Caching and Upload Performance

NetDrive writes recently accessed data to a local disk cache — configurable from 100 GB to 1 TB in the drive settings. Opening a 10 GB file for the second time during a session skips the round-trip to Wasabi entirely. That matters for iterative workflows like color grading, where the same media gets opened and scrubbed dozens of times.

For uploads, NetDrive queues them in the background so your local save completes immediately. A progress indicator in the system tray shows how many files are in flight. For files above 5 GB, multipart upload splits the data into parallel segments, keeping throughput close to your uplink’s capacity.

Cloud storage mounted and visible as a native drive letter in Windows Explorer

Mounting on Boot for Server and Automation Use Cases

If you need the Wasabi drive available before any user logs in — on a render node, a Windows Server running scheduled jobs, or a workstation that starts batch processing at boot — enable Mount on Boot in the drive’s settings. NetDrive stores credentials in an encrypted local store and mounts the drive during the Windows startup sequence, with no interactive prompt required.
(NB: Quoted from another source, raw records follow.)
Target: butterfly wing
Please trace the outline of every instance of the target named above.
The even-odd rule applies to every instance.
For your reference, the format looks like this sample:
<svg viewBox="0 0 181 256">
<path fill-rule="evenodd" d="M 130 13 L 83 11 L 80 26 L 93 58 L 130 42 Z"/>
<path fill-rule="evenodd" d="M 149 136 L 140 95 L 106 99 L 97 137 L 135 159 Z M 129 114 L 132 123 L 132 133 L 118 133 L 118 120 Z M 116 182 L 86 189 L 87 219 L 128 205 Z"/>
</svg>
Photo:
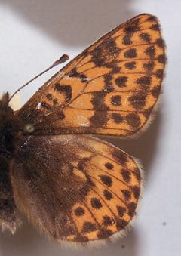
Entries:
<svg viewBox="0 0 181 256">
<path fill-rule="evenodd" d="M 140 14 L 72 60 L 18 116 L 36 134 L 137 134 L 155 109 L 165 63 L 157 18 Z"/>
<path fill-rule="evenodd" d="M 15 201 L 40 228 L 59 241 L 90 245 L 125 233 L 142 186 L 132 157 L 87 135 L 22 137 L 20 146 Z"/>
</svg>

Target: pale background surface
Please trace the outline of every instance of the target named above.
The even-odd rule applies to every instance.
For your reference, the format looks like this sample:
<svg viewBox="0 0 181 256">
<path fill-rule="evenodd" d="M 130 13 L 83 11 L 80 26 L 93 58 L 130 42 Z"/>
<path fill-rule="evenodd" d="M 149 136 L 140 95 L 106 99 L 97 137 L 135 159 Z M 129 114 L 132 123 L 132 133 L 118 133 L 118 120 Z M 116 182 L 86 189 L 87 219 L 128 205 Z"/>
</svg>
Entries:
<svg viewBox="0 0 181 256">
<path fill-rule="evenodd" d="M 0 235 L 1 256 L 179 256 L 181 251 L 180 0 L 1 0 L 0 94 L 11 93 L 66 53 L 75 57 L 98 37 L 144 12 L 156 15 L 167 45 L 161 106 L 140 139 L 109 139 L 143 161 L 146 182 L 134 227 L 123 239 L 94 251 L 62 250 L 23 218 L 14 236 Z M 56 67 L 20 91 L 24 103 Z"/>
</svg>

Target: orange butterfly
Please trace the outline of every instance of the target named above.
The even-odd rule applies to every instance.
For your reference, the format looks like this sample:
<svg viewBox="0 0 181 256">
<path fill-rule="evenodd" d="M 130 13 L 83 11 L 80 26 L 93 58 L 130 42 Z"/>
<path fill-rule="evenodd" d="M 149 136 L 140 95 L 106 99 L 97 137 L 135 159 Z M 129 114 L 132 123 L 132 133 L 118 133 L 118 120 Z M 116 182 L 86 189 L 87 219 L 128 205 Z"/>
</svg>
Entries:
<svg viewBox="0 0 181 256">
<path fill-rule="evenodd" d="M 137 136 L 161 94 L 165 45 L 143 14 L 104 35 L 17 112 L 0 101 L 0 223 L 14 233 L 17 208 L 54 239 L 99 245 L 123 236 L 139 202 L 139 163 L 84 134 Z"/>
</svg>

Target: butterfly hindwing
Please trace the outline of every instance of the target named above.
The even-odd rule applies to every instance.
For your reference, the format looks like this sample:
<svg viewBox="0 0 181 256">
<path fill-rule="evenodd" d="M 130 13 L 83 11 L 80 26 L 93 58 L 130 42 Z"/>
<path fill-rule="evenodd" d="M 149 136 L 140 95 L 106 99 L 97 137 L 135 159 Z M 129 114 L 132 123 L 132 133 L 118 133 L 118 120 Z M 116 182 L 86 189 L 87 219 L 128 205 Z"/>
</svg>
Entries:
<svg viewBox="0 0 181 256">
<path fill-rule="evenodd" d="M 15 200 L 51 236 L 91 243 L 127 230 L 142 186 L 132 157 L 86 135 L 20 143 L 24 146 L 16 153 L 11 176 Z"/>
<path fill-rule="evenodd" d="M 159 98 L 164 48 L 157 18 L 137 16 L 64 66 L 19 116 L 35 124 L 37 134 L 135 134 Z"/>
</svg>

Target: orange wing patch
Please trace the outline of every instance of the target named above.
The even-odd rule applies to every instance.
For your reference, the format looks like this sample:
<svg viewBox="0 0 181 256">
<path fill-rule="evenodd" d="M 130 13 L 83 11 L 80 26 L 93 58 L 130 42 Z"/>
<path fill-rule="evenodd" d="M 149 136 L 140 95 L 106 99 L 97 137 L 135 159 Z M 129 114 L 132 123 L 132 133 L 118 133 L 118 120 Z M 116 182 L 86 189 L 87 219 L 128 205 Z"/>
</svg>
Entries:
<svg viewBox="0 0 181 256">
<path fill-rule="evenodd" d="M 141 14 L 118 26 L 33 96 L 34 111 L 42 113 L 36 130 L 41 132 L 44 127 L 54 134 L 137 134 L 149 123 L 159 98 L 164 51 L 155 17 Z M 34 119 L 32 113 L 26 116 L 27 122 Z"/>
</svg>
This is especially useful for build systems: a CI agent running on bare Windows can reference W:\artifacts in its configuration file and get a live Wasabi bucket every time the machine boots, without any per-session authentication step.

NetDrive boot-time mount settings for headless and automated Windows environments

Wrap-up

Once mounted, your Wasabi bucket works like any local NTFS drive: drag-and-drop in Explorer, open files in any application, and save back without a separate sync step. If you run into a 403 Access Denied error during setup, the Fix S3 Access Denied Error with NetDrive post covers the most common IAM permission and bucket-policy misconfigurations. For standard AWS S3 rather than Wasabi, the mount Amazon S3 on Windows guide walks through the same connection flow with AWS-specific endpoint and region settings.